Thread: [COMMITTERS] pgsql: Fix cardinality estimates for parallel joins.

[COMMITTERS] pgsql: Fix cardinality estimates for parallel joins.

From
Robert Haas
Date:
Fix cardinality estimates for parallel joins.

For a partial path, the cardinality estimate needs to reflect the
number of rows we think each worker will see, rather than the total
number of rows; otherwise, costing will go wrong.  The previous coding
got this completely wrong for parallel joins.

Unfortunately, this change may destabilize plans for users of 9.6 who
have enabled parallel query, but since 9.6 is still fairly new I'm
hoping expectations won't be too settled yet.  Also, this is really a
brown-paper-bag bug, so leaving it unfixed for the entire lifetime of
9.6 seems unwise.

Related reports (whose import I initially failed to recognize) by
Tomas Vondra and Tom Lane.

Discussion: http://postgr.es/m/CA+TgmoaDxZ5z5Kw_oCQoymNxNoVaTCXzPaODcOuao=CzK8dMZw@mail.gmail.com

Branch
------
REL9_6_STABLE

Details
-------
http://git.postgresql.org/pg/commitdiff/2d443ae1b0121e15265864d2b2143509fa70e8e4

Modified Files
--------------
src/backend/optimizer/path/costsize.c | 74 +++++++++++++++++++++++------------
1 file changed, 48 insertions(+), 26 deletions(-)

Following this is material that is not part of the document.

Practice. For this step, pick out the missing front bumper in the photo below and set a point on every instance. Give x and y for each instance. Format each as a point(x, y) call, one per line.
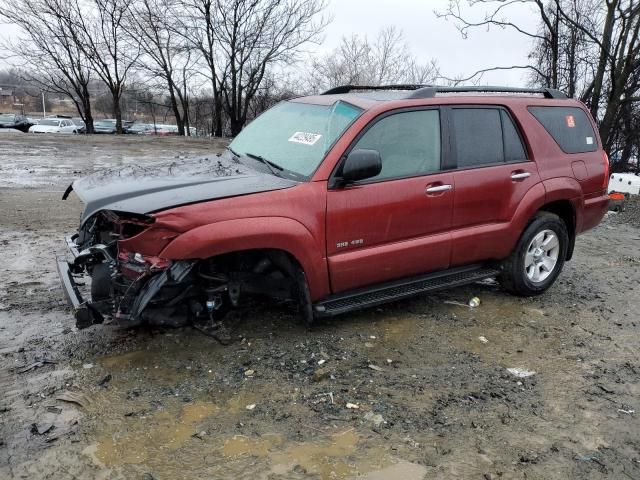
point(84, 314)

Re: [COMMITTERS] pgsql: Fix cardinality estimates for parallel joins.

From
Amit Kapila
Date:
On Sat, Jan 14, 2017 at 12:07 AM, Robert Haas <rhaas@postgresql.org> wrote:
> Fix cardinality estimates for parallel joins.
>

+       /*
+        * In the case of a parallel plan, the row count needs to represent
+        * the number of tuples processed per worker.
+        */
+       path->rows = clamp_row_est(path->rows / parallel_divisor);
    }

    path->startup_cost = startup_cost;
@@ -2014,6 +1996,10 @@ final_cost_nestloop(PlannerInfo *root, NestPath *path,
    else
        path->path.rows = path->path.parent->rows;

+   /* For partial paths, scale row estimate. */
+   if (path->path.parallel_workers > 0)
+       path->path.rows /= get_parallel_divisor(&path->path);


Isn't it better to call clamp_row_est in join costing functions as we
are doing in cost_seqscan()?  Is there a reason to keep those
different?

--
With Regards,
Amit Kapila.
EnterpriseDB: http://www.enterprisedb.com